Call for papers: International Workshop - "Cattle Commodification in Global History: Capitalism, Science and Empire"

23-01-2026

 

In recent years, the history of livestock and livestock commodities has attracted increasing attention, partly due to the animal turn, the increasing popularity of environmental history and commodity history, and the intertwined ecological and climate crises that are unfolding. Focusing on cattle (or bos taurus and bos indicus), perhaps the most emblematic livestock species, this international workshop wants to take stock of recent historiographical developments and push towards a first synthesis that thinks together the various dimensions of cattle commodification from a global history perspective.
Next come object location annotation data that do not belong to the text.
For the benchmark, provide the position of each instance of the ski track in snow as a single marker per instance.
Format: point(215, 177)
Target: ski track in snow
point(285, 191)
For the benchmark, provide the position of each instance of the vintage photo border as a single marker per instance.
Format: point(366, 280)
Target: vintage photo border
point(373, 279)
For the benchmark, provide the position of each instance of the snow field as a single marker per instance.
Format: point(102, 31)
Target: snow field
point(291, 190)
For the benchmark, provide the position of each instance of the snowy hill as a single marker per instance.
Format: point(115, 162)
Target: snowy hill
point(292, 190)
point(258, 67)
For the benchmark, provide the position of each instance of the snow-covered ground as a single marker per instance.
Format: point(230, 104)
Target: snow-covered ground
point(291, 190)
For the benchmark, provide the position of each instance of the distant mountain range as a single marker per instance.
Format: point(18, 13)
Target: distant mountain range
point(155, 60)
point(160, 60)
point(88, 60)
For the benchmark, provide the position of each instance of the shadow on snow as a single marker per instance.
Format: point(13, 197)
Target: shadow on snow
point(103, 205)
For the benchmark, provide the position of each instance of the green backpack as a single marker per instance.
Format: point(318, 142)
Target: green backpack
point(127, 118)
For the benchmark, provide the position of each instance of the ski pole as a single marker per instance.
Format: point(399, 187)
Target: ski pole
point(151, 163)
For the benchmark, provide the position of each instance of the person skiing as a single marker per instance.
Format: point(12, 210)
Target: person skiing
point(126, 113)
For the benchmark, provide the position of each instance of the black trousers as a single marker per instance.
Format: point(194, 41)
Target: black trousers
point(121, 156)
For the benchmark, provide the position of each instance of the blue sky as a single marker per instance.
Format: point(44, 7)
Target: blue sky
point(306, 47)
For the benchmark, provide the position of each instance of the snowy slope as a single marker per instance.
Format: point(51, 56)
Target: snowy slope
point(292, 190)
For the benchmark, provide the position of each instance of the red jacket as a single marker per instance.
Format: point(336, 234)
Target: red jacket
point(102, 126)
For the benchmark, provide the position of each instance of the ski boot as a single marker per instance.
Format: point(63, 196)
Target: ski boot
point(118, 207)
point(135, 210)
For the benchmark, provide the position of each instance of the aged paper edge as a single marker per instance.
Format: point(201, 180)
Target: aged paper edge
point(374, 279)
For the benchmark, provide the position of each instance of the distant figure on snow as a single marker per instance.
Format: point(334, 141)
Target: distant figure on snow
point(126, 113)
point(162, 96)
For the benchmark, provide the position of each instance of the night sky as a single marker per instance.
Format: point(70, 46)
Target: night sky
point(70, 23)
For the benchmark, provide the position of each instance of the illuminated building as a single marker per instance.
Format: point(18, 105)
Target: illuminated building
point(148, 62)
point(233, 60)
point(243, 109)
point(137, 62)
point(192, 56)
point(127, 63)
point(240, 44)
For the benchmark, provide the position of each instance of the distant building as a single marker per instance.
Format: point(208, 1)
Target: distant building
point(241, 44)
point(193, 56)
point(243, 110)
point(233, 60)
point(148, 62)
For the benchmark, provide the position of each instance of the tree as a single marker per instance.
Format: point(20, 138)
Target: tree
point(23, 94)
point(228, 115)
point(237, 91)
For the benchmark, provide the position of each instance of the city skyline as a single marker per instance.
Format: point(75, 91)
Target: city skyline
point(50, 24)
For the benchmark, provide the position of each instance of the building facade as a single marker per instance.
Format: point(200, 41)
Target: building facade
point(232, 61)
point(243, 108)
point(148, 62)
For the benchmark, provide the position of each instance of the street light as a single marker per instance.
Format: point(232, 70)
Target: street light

The workshop, on the one hand, addresses the broad historical processes such as capitalist and imperial expansion and changing knowledge regimes that, since ca. 1500 CE, transformed cattle production and integrated cattle (commodities) in global, imperial, regional and local economies. Arguably, such processes played out in uneven ways across the globe, giving rise to different trajectories and timelines. On the other, the workshop conceives cattle commodification as a series of partly overlapping processes that transform living animals into profitable commodities. It hence wants to analyse why, how and with what consequences, in varying historical and geographical settings, cattle bodies were ‘improved’, new forms and techniques of animal husbandry introduced, and living cattle further commodified into beef, hides/leather, milk, tallow, corns or manure. These commodification processes involved a broad range of actors, such as (agro)pastoralists and cattle ranchers, veterinary scientists and state officials, capitalist entrepreneurs and international organizations. Their interactions transformed pre-existing cattle economies, knowledge regimes and local ecologies, but also led to the introduction of cattle in areas where they previously did not thrive.

If you want to participate, please e-mail your abstract of 200-300 words, accompanied by a short bionote (100-200 words) to cattlefrontiers@ugent.be by Friday 23 January 2026. We will notify you about the outcome of our selection process by 15 February 2026 the latest. If your paper is accepted, we will then ask you to submit a draft paper of approx. 5,000-6,000 words (not counting footnotes and bibliography) by 15 May 2026.